I recently attempted to install RedHat Linux 3.0.3 (that’s the one from 1996, not RHEL 3.0) in VirtualBox. I thought I’d use the BusLogic SCSI emulation and the newer 1.3.57 Linux kernel. It did not work at all.
The problem was that the BusLogic SCSI driver, version 1.3.1 by the late Leonard N. Zubkoff, wouldn’t load. It failed with the following error message: ‘INQUIRE INSTALLED DEVICES ID 0 TO 7 FAILED – DETACHING’. That in turn caused the kernel to panic as it was unable to mount the root filesystem. The real problem turned out to be caused by a rather interesting collection of bugs in the Linux BusLogic driver.
The timeout handling in the old Zubkoff BusLogic drivers (BusLogic.c and BusLogic.h)(older Linux versions used an entirely different driver!) is most charitably described as very naive.

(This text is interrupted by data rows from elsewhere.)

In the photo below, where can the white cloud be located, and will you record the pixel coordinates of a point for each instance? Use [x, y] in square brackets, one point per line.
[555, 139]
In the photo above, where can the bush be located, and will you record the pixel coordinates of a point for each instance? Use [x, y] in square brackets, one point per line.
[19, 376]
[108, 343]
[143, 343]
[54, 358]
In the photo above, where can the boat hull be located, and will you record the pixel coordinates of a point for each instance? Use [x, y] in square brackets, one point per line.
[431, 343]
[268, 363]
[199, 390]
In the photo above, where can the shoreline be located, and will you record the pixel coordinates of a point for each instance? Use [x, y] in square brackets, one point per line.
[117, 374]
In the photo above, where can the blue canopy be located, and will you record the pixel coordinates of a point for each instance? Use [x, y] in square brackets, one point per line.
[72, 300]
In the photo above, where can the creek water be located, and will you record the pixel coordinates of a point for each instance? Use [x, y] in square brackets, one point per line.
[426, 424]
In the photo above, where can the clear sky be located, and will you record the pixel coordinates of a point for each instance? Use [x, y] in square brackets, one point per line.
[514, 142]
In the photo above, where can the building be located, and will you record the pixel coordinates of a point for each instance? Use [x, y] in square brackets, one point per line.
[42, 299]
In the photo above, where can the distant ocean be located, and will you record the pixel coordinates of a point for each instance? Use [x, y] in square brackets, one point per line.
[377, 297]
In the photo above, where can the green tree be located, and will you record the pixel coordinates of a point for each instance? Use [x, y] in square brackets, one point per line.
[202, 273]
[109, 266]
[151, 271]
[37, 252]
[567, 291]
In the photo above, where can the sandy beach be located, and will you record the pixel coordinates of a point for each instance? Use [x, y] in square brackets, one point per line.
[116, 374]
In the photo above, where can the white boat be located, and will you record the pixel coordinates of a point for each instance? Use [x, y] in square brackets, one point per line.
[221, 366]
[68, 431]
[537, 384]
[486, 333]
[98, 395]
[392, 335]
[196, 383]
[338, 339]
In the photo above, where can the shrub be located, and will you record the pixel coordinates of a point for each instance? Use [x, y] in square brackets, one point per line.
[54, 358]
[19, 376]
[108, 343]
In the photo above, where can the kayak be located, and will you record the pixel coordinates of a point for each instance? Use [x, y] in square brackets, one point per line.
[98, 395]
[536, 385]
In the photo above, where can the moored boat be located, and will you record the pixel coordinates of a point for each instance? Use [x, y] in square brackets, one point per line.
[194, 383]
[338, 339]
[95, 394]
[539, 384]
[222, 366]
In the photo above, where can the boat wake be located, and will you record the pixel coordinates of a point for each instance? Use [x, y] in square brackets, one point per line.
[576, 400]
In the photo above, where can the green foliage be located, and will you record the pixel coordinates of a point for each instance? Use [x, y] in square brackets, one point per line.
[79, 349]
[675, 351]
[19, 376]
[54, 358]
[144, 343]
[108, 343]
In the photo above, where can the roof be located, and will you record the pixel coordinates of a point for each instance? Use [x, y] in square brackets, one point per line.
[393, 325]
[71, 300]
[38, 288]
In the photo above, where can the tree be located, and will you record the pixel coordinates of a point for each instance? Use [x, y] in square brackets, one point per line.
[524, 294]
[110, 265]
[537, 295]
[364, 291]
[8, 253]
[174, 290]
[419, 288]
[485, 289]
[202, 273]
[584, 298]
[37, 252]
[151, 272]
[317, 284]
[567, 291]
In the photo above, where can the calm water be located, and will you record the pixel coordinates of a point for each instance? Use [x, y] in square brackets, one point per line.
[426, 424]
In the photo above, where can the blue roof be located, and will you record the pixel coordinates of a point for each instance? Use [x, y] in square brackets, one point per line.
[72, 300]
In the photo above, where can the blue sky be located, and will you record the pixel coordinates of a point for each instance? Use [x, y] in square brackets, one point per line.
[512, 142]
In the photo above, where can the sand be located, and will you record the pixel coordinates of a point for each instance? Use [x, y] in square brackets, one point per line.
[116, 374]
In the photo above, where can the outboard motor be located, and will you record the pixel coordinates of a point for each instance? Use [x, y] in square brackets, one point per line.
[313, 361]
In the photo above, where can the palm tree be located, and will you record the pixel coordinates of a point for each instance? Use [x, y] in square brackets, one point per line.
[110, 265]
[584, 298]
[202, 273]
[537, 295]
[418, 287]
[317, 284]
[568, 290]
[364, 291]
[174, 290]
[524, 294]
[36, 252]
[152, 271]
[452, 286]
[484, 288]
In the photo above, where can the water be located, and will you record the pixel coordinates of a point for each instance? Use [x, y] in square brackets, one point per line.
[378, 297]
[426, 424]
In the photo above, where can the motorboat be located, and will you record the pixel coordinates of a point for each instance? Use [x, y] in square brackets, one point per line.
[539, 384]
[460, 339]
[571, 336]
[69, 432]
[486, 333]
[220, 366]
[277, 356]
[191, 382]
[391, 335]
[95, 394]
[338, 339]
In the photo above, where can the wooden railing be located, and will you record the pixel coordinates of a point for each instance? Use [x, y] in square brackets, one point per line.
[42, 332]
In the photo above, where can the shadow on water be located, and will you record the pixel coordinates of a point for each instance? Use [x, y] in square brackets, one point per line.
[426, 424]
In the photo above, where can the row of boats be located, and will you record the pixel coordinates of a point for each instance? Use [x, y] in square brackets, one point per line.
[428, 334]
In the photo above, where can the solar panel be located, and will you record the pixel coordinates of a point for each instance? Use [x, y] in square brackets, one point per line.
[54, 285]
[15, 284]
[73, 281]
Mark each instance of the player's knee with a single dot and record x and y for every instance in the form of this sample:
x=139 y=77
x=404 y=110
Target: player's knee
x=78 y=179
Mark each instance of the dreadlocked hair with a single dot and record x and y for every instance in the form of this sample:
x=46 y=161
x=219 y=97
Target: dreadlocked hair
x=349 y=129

The routine
BusLogic_Command() calculates a local variable called
TimeoutCounter based on the kernel variable
loops_per_sec (nothing like completely different coding styles to improve code readability). The
TimeoutCounter is then used to calculate the maximum number of times hardware status registers will be polled.
This approach usually works reasonably well for short periods of time (at most a few milliseconds), but it is not accurate because the speed of port I/O operations is not fixed. Unfortunately, here it’s used even for timeouts meant to last “approximately 60 seconds”. Why proper OS timing services weren’t used here is a question no one alive can probably answer.
INQUIRE INSTALLED DEVICES is a convenience controller command which sends TEST UNIT READY commands to all SCSI devices attached to the bus, and as such may take many seconds to complete. Hence the desired 60-second timeout.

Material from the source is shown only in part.